Panglossian hyperadaptationism — or, why jaws are made for punching

Hyperadaptationism.

That’s the view that jaws were made for punching, noses were made to support eyeglasses, and acne was made to scare off potential mates until they’re more mature.

A fascinating recent BBC Inside Science show explored a tendency to ascribe an evolutionary purpose to anything and everything related to human behaviour and physical characteristics. As Professor Alice Roberts pointed out, this tendency is decidedly Panglossian. According to Roberts (paraphrasing Voltaire): “Legs were clearly intended for breeches, and we wear them. Things cannot be other than they are. Everything is made for its best purpose.”

This logic, as psychologist David Canter argued, becomes circular: “Something occurs, and because it occurs it must have a function, and therefore it occurs because it has that function.”

But, he says, “human behaviour is much more subtle and complex than that.”

This Panglossian thinking may be more widespread than we think. It occurs not just among evolutionary theorists, who come up with compelling stories that seem to explain everything. But these stories make it difficult to consider alternative explanations.

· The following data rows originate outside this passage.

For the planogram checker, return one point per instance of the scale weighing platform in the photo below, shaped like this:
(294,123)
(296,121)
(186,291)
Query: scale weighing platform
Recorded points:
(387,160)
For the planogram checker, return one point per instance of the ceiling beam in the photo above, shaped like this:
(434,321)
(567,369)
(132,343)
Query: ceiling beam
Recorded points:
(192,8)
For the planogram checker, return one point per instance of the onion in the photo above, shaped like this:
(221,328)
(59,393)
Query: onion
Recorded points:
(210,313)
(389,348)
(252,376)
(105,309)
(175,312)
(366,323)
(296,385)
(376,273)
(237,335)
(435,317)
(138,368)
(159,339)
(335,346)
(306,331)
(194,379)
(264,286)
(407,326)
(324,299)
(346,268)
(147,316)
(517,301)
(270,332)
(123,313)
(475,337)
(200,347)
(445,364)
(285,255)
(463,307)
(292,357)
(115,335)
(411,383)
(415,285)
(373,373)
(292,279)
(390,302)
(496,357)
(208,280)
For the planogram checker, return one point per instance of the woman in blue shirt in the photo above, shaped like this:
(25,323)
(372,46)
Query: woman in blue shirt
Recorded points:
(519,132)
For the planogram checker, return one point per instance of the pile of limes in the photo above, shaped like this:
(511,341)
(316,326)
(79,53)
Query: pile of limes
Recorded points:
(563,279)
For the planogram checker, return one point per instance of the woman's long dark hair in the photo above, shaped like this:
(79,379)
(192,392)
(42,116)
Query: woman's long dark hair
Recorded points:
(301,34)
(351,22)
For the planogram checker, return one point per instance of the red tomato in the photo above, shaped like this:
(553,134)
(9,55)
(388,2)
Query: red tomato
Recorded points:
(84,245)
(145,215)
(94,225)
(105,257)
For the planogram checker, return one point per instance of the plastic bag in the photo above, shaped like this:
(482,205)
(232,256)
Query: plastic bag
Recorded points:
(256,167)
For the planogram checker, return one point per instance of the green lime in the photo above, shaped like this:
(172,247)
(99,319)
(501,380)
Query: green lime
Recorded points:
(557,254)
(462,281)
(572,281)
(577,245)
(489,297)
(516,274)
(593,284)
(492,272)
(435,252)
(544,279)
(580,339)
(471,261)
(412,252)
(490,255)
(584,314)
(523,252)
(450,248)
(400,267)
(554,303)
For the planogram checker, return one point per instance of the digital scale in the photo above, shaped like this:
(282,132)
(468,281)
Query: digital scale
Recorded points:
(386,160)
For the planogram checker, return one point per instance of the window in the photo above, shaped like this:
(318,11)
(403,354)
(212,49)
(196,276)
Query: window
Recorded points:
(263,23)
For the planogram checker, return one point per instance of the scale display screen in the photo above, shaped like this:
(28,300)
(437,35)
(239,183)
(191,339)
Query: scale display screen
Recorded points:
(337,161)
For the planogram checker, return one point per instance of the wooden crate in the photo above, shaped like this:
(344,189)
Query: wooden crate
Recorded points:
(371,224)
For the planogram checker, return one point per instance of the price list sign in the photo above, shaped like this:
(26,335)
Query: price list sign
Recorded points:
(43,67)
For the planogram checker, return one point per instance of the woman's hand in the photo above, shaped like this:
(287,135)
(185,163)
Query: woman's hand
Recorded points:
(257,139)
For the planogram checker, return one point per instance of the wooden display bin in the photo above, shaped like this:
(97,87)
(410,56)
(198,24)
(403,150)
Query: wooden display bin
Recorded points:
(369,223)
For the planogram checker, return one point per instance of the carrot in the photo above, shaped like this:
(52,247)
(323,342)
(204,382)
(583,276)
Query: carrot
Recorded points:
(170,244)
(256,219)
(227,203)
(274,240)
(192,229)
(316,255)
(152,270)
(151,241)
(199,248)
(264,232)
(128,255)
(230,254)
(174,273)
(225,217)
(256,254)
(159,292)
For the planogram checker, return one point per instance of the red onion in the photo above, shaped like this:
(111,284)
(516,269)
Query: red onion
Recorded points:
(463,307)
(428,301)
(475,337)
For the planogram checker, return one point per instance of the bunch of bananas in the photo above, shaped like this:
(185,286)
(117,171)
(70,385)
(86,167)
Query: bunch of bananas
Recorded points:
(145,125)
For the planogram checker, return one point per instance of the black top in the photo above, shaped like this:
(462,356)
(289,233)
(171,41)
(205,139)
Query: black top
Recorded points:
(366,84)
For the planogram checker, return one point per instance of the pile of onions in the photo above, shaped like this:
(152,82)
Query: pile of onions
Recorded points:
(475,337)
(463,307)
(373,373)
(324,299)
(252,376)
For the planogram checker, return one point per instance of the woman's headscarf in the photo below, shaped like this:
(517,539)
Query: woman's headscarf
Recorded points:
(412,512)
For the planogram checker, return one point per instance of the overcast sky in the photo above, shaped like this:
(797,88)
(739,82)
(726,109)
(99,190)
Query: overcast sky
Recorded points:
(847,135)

A very similar idea comes up when thinking about institutional and culture change. Many of us seem to have a default mode, a sense of equilibrium that is defined by the status quo. Whenever there are changes to the status quo, we demand an explanation for the change, however small it may be. Small changes, the assumption goes, always signify bigger changes in the pipeline. But unlike Voltaire’s Dr Pangloss character, and his absurd, satirised optimism, our reaction to change is quite often not at all optimistic. We see these small changes as proof points in some broader narrative in which we’re the victim.

A client once told us the story of a call centre in Liverpool whose parent company was acquired by another company. When the new owners visited the centre, the mood was despondent. Eventually they learned that everyone in the centre thought they were about to lose their jobs – even though they weren’t, and there was no indication that they might. There was simply a story within the organisational culture that whenever there was a change in management, their jobs were on the line.

The point is, there is always a narrative – whether it be an evolutionary narrative or a business one. We’re never content to accept a small change as isolated, or a certain fact as random. There’s always a story, and if we don’t know it is, we’ll make one up. That’s why telling facts as stories can influence behaviour so powerfully, because the fact itself is rarely the most influential aspect of change. What matters is how it’s interpreted.